Several speakers said the issue has created division and hostility in the town.
“I’m tired feeling bullied in the woods,” said Dee Dee Pike, who said “nasty notes” have been left on her car. “Anger, instability, and bullying disguised as conservation concerns shouldn’t keep law-abiding people from enjoying Willard’s Woods,” said Pike, who opposes the restrictions.
Susan Hilzenrath, who lives near the woods, grew emotional as she spoke to the commission. “It’s broken my heart to see what’s happened,” Hilzenrath said, adding that she supports restricting dogs in the woods, though she is the owner of a new puppy. “Threats, abuse, intimidation…over the issue of dogs in the park.

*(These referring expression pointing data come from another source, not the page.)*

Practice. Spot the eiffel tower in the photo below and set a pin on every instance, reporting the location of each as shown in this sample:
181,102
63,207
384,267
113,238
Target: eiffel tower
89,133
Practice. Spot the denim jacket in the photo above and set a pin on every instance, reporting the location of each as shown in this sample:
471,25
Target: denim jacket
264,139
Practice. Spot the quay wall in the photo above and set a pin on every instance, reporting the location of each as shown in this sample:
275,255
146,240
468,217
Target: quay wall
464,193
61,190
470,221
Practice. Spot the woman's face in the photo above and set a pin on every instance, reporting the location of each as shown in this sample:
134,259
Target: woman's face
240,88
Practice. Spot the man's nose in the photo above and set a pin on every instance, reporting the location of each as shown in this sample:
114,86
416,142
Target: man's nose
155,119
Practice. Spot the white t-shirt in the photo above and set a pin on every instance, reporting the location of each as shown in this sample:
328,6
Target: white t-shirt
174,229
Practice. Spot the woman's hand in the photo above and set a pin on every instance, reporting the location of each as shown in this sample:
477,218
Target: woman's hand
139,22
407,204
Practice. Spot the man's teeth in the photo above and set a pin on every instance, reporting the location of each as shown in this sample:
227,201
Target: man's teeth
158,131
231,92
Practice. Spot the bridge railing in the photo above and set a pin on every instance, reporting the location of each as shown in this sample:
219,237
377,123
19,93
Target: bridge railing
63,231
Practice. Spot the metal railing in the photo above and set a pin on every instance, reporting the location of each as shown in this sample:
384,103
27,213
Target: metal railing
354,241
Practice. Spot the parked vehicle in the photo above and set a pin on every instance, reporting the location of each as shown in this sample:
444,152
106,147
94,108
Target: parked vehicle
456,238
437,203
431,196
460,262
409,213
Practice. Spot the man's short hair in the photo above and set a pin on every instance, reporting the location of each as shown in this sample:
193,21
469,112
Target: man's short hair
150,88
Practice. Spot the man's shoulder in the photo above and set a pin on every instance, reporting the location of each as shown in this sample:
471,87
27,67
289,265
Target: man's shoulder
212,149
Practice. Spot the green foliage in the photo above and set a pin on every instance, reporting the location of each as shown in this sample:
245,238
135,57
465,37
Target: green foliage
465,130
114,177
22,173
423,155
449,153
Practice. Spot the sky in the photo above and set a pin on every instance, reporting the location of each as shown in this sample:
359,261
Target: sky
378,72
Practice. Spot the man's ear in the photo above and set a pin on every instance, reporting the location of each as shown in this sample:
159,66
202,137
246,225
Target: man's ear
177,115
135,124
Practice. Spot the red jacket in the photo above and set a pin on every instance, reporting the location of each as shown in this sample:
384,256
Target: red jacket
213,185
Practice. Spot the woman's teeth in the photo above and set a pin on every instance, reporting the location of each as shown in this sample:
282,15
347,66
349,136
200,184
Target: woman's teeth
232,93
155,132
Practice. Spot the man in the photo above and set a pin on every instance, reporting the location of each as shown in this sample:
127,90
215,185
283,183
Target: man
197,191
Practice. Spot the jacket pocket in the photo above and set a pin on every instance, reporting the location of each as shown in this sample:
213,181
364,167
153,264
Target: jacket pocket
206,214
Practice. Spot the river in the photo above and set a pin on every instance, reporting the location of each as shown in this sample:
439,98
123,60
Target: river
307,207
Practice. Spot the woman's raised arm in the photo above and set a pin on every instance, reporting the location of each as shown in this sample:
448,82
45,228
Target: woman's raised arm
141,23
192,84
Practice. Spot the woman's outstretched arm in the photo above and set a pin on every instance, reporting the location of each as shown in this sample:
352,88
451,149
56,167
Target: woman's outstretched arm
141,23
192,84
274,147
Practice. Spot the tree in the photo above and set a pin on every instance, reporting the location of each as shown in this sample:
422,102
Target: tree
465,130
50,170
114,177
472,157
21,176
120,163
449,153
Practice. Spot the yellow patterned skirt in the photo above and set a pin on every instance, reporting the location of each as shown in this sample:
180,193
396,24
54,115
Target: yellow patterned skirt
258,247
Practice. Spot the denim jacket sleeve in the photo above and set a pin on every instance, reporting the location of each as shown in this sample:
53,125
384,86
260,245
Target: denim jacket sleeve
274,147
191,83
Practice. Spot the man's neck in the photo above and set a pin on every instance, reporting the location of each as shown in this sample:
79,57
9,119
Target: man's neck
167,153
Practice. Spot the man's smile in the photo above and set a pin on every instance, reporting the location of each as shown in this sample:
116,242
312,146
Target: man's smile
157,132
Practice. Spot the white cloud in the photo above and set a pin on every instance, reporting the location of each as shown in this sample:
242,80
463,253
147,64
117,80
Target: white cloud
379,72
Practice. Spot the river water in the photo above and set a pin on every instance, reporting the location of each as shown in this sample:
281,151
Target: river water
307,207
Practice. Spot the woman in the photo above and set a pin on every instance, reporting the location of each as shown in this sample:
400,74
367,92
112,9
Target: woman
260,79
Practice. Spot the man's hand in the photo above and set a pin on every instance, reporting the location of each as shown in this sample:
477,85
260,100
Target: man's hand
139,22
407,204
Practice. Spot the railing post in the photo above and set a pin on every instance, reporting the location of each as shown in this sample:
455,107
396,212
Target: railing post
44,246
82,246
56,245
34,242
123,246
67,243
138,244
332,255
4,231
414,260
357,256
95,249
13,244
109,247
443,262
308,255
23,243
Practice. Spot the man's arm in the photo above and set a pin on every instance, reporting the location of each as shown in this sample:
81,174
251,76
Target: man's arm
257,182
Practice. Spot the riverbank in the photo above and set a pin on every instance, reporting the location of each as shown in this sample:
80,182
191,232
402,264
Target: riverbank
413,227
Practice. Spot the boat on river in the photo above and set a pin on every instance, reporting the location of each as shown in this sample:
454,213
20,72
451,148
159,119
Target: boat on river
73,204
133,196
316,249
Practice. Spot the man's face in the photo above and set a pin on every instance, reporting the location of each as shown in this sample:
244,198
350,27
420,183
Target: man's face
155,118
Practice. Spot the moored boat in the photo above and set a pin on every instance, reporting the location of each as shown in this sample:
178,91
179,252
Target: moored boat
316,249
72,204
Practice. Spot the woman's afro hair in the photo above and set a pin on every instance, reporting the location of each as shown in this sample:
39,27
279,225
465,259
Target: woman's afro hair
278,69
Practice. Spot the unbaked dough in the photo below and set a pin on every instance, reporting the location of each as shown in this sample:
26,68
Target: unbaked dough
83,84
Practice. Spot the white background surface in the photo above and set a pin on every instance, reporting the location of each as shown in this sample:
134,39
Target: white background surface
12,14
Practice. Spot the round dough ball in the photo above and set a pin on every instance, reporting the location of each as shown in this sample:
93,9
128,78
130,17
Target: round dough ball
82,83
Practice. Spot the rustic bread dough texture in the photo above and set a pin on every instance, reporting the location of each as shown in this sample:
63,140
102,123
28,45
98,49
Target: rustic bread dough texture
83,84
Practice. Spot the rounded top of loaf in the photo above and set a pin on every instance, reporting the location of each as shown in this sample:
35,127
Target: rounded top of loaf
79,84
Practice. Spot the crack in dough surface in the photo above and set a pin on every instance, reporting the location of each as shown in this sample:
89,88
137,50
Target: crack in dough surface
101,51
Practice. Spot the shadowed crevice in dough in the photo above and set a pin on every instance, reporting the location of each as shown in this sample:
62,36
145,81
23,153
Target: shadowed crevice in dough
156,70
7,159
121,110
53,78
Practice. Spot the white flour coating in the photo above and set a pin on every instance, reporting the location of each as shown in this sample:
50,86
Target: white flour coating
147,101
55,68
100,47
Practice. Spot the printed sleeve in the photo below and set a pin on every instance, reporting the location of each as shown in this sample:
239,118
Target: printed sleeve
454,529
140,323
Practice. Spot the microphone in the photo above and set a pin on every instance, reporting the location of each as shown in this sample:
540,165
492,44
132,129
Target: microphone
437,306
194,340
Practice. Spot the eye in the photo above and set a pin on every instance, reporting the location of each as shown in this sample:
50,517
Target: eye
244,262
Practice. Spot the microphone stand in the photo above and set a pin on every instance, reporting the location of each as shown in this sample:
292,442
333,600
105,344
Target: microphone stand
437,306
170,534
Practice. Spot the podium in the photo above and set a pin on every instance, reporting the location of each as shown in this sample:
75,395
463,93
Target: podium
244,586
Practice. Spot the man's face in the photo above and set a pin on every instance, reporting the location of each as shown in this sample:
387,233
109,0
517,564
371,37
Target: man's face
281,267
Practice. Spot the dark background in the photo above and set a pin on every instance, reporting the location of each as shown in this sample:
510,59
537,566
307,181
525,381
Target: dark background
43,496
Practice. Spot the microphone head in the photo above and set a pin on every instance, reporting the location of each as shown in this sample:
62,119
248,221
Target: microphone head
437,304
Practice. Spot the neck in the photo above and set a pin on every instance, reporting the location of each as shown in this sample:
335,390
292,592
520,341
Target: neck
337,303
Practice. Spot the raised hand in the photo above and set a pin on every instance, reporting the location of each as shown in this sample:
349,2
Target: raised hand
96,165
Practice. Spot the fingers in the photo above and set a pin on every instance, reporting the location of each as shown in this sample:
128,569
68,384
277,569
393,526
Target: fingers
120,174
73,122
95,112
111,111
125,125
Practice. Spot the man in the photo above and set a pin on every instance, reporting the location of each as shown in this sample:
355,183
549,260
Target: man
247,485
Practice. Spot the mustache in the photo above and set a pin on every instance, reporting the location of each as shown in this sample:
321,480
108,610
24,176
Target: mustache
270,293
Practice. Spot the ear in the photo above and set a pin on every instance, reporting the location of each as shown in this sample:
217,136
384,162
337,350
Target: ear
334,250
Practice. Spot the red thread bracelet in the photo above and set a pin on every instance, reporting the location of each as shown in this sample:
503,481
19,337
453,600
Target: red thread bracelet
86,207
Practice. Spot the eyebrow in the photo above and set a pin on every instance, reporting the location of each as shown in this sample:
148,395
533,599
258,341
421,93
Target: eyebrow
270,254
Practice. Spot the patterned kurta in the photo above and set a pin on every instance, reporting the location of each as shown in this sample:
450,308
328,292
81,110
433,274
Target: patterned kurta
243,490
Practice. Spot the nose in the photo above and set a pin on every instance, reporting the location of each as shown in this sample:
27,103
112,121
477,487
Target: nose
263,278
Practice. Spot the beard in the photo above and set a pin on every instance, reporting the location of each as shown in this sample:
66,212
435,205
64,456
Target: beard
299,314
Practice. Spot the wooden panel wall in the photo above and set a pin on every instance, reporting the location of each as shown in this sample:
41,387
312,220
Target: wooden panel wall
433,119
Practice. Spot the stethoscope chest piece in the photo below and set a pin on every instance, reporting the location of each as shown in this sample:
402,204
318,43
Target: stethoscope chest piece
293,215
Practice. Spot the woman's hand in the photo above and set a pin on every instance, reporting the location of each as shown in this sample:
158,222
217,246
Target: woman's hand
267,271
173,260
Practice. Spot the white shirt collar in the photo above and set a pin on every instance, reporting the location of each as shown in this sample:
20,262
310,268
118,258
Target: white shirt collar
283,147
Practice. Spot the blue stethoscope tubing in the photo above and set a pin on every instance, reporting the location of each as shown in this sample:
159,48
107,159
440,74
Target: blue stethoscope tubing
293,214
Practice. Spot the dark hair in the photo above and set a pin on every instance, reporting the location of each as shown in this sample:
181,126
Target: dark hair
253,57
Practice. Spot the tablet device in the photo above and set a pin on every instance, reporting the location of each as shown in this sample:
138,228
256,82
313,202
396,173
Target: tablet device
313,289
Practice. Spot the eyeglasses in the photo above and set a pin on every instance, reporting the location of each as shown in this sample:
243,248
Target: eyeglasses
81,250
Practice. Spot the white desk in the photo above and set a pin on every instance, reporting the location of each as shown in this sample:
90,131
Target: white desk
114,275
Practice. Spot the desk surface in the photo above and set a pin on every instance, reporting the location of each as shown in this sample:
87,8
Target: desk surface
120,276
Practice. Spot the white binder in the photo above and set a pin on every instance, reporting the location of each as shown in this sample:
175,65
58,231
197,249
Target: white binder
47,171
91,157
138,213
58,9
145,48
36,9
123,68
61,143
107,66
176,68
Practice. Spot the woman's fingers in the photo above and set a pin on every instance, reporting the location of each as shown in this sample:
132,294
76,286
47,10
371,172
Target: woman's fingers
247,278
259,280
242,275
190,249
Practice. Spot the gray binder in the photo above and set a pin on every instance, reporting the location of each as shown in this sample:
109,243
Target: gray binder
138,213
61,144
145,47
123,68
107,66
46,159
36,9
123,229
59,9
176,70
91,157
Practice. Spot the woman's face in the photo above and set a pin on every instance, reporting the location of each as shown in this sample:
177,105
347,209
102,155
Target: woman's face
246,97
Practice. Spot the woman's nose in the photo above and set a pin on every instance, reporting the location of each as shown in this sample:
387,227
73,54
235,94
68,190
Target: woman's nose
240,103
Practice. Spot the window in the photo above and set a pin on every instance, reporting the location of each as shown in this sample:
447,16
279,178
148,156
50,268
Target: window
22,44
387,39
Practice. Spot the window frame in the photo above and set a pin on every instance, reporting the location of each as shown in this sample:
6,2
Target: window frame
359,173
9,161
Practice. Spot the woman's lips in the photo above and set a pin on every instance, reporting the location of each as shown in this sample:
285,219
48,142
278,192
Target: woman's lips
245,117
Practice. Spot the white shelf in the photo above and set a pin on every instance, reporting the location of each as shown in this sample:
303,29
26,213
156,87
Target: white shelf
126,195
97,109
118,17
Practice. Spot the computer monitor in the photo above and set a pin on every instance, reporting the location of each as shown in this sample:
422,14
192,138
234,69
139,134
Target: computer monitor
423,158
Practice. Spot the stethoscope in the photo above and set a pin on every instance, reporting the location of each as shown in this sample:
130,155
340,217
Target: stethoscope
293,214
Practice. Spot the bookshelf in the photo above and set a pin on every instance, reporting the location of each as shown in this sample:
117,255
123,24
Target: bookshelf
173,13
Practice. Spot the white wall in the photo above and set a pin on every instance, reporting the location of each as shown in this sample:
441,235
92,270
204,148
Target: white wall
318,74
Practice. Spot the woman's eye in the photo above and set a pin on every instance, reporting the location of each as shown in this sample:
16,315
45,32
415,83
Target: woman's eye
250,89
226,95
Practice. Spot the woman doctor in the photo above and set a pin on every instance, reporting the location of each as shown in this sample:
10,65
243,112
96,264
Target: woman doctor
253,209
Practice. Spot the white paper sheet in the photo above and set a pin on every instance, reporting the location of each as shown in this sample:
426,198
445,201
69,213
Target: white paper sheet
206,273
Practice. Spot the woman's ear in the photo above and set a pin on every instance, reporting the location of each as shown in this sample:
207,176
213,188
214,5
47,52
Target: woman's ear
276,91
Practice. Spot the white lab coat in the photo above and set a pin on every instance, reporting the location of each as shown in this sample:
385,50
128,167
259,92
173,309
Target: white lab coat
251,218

It’s totally unseemly to me.”
“I for one do not understand why we can’t coexist,” she added.
However, some praised the friendliness of the people who frequent Willard’s Woods. Sandra Levine, an abutter to the land, said she walks her Labrador in the woods three or four times a day. “People say good morning, good afternoon,” she said. “It’s the only friendly place in this town.” The statement drew a large round of applause.
With the restrictions, “you would be taking away one of the most enjoyable parts of my day,” she told the commission.
As a new resident on Suzanne Road, Ben Solky said he sees coyotes coming in and out of the woods daily. With the coyotes, he said, there are off-leash canines in the woods 24 hours a day, seven days a week.
Solky added that the community of walkers—with and without dogs—have “provided the only means of meeting and talking to neighbors” in Lexington.
“For me and my wife, being new to the community, the level of instability around this issue is shocking,” he added.
Peggy Cohn gave a glimpse of letters sent to the Conservation Committee in the first five months of 2010. She said the commission has received 130 pro-dog letters and 15 anti-dog letters.
The Commission has not set a timeline for deciding the matter, though Joyce Miller, the Commission chair, said the group will decide what is best for the land, regardless of popular opinion.
“The commission is responsible for the preservation and protection of the natural resources of the town,” Miller told the crowd before the meeting. “We take that responsibility very seriously.”
After the meeting, Miller said that the commission would discuss all points of view before making a decision. While the primary responsibility of the commission is taking care of the land, she said, the commission also values “having people enjoy our conservation lands. They are so beautiful. We don’t want to close it off.”